I have a dozen buns and I kiss each and every one! Though Darla is the only one who seems to really enjoy it lol


----------



## bunnylovingwoman (May 21, 2014)

I love to kiss the bunny but he is still a baby and very wiggly. He gets very few kisses which seems to suit him. I hope once he calms down as he gets older he will be more affectionate.


----------



## Sweetie (May 21, 2014)

I sure do. I love my bunnies. They are so cute and adorable.


----------



## Staci (May 21, 2014)

We have four buns, oldest is 9 now.

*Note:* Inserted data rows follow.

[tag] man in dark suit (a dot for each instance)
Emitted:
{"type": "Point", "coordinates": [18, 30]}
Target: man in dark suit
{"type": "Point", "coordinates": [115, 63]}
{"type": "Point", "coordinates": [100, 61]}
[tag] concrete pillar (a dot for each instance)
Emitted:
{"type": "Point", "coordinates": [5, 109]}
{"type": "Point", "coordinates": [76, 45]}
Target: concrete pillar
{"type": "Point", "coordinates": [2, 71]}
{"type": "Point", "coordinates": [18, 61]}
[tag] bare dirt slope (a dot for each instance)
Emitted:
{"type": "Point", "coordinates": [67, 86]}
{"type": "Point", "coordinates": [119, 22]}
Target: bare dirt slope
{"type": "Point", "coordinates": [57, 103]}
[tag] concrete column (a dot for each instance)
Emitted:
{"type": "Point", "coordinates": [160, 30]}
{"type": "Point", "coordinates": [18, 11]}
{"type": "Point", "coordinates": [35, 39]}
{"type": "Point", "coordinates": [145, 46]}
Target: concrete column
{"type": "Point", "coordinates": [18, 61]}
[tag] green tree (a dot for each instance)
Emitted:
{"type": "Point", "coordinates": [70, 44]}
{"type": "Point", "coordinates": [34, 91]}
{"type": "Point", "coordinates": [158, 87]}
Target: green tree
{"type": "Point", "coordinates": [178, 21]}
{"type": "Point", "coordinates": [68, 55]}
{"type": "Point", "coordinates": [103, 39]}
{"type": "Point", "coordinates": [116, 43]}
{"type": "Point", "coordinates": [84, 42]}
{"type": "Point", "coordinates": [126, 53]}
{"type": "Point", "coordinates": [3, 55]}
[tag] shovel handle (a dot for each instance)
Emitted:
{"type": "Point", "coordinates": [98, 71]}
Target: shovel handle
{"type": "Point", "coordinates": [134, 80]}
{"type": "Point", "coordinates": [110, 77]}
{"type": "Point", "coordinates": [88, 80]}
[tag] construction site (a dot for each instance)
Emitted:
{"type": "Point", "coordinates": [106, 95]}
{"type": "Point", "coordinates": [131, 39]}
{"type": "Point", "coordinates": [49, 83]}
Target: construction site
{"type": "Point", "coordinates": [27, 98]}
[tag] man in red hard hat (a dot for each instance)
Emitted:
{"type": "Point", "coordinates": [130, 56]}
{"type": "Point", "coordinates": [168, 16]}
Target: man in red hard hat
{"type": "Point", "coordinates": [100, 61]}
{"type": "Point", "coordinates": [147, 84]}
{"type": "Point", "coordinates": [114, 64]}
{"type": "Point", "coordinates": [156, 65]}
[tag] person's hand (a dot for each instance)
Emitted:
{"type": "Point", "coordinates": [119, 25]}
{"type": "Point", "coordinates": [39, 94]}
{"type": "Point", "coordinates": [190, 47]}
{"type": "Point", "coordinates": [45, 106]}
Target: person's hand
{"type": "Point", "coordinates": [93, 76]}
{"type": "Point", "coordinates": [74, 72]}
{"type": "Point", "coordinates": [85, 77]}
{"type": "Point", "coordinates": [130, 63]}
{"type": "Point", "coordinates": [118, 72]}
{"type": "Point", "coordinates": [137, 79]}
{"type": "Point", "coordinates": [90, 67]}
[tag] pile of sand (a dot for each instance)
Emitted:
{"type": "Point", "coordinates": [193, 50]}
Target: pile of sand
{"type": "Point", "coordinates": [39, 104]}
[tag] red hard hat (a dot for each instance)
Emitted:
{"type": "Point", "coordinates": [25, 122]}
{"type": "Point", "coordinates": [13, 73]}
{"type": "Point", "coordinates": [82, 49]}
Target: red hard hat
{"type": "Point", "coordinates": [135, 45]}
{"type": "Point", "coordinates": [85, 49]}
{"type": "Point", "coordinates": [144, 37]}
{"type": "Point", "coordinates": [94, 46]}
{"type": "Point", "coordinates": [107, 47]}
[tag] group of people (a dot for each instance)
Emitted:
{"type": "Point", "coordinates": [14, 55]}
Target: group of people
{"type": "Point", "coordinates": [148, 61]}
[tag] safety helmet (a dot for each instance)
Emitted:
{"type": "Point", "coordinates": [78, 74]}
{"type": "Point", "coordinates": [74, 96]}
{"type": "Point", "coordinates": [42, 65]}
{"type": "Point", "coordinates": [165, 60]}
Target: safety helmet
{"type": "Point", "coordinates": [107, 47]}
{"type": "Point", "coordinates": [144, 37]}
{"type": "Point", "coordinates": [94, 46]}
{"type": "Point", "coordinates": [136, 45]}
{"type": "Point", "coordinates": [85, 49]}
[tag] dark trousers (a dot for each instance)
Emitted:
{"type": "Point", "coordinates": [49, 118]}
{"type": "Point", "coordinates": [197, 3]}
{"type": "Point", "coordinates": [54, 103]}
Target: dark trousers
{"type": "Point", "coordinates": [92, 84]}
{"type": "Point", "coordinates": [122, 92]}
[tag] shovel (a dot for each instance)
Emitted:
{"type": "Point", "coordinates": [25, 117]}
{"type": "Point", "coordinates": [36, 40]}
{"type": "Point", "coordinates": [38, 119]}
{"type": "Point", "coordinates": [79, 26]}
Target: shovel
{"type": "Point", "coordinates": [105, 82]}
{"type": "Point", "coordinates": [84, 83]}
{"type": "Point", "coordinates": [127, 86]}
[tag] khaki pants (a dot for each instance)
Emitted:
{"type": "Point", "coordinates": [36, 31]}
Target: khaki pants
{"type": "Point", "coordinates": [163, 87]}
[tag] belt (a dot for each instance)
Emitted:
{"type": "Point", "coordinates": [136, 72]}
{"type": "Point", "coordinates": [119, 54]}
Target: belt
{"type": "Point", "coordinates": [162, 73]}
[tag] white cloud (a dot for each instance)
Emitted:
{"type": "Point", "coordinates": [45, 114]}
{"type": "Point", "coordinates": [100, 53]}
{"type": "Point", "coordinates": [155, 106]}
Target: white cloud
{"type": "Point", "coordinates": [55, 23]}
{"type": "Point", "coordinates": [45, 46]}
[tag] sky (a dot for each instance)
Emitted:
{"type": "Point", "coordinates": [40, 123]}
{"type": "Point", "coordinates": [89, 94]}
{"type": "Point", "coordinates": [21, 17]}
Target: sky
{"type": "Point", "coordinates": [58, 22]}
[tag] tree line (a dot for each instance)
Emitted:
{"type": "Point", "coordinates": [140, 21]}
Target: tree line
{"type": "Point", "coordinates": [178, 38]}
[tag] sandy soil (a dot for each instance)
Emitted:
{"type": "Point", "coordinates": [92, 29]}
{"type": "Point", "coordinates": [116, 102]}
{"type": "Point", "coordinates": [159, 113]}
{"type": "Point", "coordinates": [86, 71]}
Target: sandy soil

They all get kisses, and give us kisses as well. :hug2:As well as snuggles.


----------



## basicallyeileen (May 21, 2014)

Absolutely. They are too cute not to kiss. My Marlow gives right back and kisses my nose.


----------



## geekgirl101 (May 21, 2014)

When I get the chance I give them smoochies whilst rubbing their cheeks. When they were indoor bunnies and spent their time upstairs I'd peek my face between the railings and when they got close I'd kiss them on their noses.


----------



## Lati (May 21, 2014)

Ahhhhh! SO cute! What a gorgeous little bun!


----------



## Lati (May 21, 2014)

I love kissing my bunny, and she loves it too!

I love burying my face on the top of her neck - where she is the fluffiest - she is so soft and warm, and smells amazing! I just shower her with kisses and she puts her head on the floor and lays there until I'm done, she always jumps up when I'm finished with a face that says, HUMAN! WHY HAVE YOU STOPPED?!

I think receiving kisses is one of her favourite things, she loves it when my boyfriend does it too. I think she'd be happy to lay all day getting kissed.


----------



## deannaline (May 21, 2014)

that bunny is sooooooooooooooooooo cute............luv the pic.


----------



## emoseley (May 21, 2014)

I started this with my first bunny, Miss Bean.......every night when I put her to bed, I would say, "I kiss you once" and kiss her head, say, "I kiss you twice" and kiss her head again, and say, "I kiss you three times!" and give her the last kiss.....

Miss Bean is a Rainbow Bridge bunny now, but the tradition carries on.......I do this every night to both Willis and Leroy too......


----------



## Sugarbunny_kara (May 21, 2014)

Everyday when I see him I can't wait to get my arms wrapped around Sugar and give him kisses. I love him so much and he loves me to pick him up and kiss him. I treat him like my baby. I hold him constant and he loves it. Sometimes when I put him back in his cage for the night He thumps wanting me to hold and kiss him longer. I rock him to sleep at night.:bunnyangel2:

Yes he is spoiled but he spoils me too......
I even take him to church with me and everyone loves him.
He lets me hold him like a baby over my shoulder. He is 9 and I have been holding him and kissing him everyday. Some people think I am crazy but, Most people think it is so cute how we love each other......


----------



## Ebunn (May 22, 2014)

Of course I kiss my bunns! Who wouldn't?! My bunnies love it and two of them lick me constantly. I kiss them on their little lips. Who can resist it. As you know, they have that little area on their muzzle that is as soft and velvety as a rose petal. (Of course, I try to avoid doing that at dawn & dusk, otherwise known as cecotrope time!) :bunnybutt: LOL

I did however, go in for a smooch with a fairly new bunn once, who wasn't quite used to me and he latched onto my face like a crocodile, which then took both hands to pry his little jaws off of my upper lip! I still have the scar to remember him by. Of course, he grew to enjoy snuggles just like all the others. :bunnieskiss


----------



## Hagrid (May 22, 2014)

Yep I kiss my 7wk giant continental all the time but he kisses me to lol, he is always licking me and that's a sign of affection, love him


----------



## fsshaer (May 25, 2014)

Clover loves kisses!! She doesn't like being picked up--but they calm her down when she does get held. She really loves laying on the floor and getting forehead and snoot smooches, they're her favorite. Sometimes it you stop, she'll come up and wiggle her little bunny lips on your face--followed either by receiving more kisses or running off if I passed out, hahah.


----------